Fat ladies tend to be thin on the ground on the Paris catwalk. But rising
Dutch designer Liselore Frowijn made her ready-to-wear debut Tuesday with a
colourful collection to light up autumn-winter inspired by the feminist
artist Niki de Saint Phalle’s proudly voluptuous “Nanas”.
Her show with its eye-catching zebra-striped trouser suits was full of the bold
and joyous colours of the sculptor’s liberated ladies. Frowijn said Saint
Phalle “just wanted to make people happy and herself happy (too), and
that’s what I want to do with fashion.”
“I was really touched by the feeling that this is a century for women.
Women are everywhere, they are leading in politics, in movies, so why not in
art?” she told AFP.
But unlike Jean Paul Gaultier, who famously cast the generously
proportioned American singer Beth Ditto for the finale of his 2011 spring
collection, she did not use plus-sizes models.
Instead she said she wanted women who were “all different” and who had
“an individuality
about them”. “The models are a bit androgynous, very strong, very
natural… almost
like nomads. They have this energy to be everywhere,” she added.
Finnish designer Tuomas Merikoski picked up the nomad theme in his show
for
Aalto which drew on the experience of Sami youth drawn to the country’s
capital.
These “urban outcasts” are caught between their nomadic traditions and
youth culture, he claimed.
“The name of the collection, ‘Hellsinki’, is a play on words implying a
sense of hell that comes from living in the city as a nomad and losing your
identity,” Merikoski added.
Amid his black, purple and pink layered outfits, Merikoski dared a line of
very natty brown check suit combos not seen since the 1970s glory days of
Ron
Burgundy and “Anchorman”.
In contrast, the Japanese label Anrealage banished colour pretty much
altogether, going instead for 50 shades of grey that ranged from beautifully
cut feminine dresses to high-tech shoulder-padded power suits. But like
Frowijn, cashmere specialist Lucien Pellat-Finet insisted people need
colour in their lives in these trying times.

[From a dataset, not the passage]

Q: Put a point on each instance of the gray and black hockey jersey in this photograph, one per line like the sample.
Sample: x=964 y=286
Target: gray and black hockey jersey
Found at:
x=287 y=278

With Paris still recovering from the November terror attacks, his latest
creations celebrate life going on regardless, with a skeleton playing an
electric guitar on one red top, while others were adorned with versions of
the
Eiffel Tower peace symbol that went viral after the attacks and a “Chill
pill”
full of little skulls and peace symbols.
“We have suffered a lot. The whole world has suffered… life has not been
the same the last few years,” he argued, which was why the world need the
lift
of “quality fashion” that was wearable and that would last.
With the same idea in mind, Italian designers Dolce and Gabbana launched
a
limited “Paris Je T’aime” (Paris I love you) collection Tuesday in tribute
to
fashion capital using the red, white and blue colours of the French flag.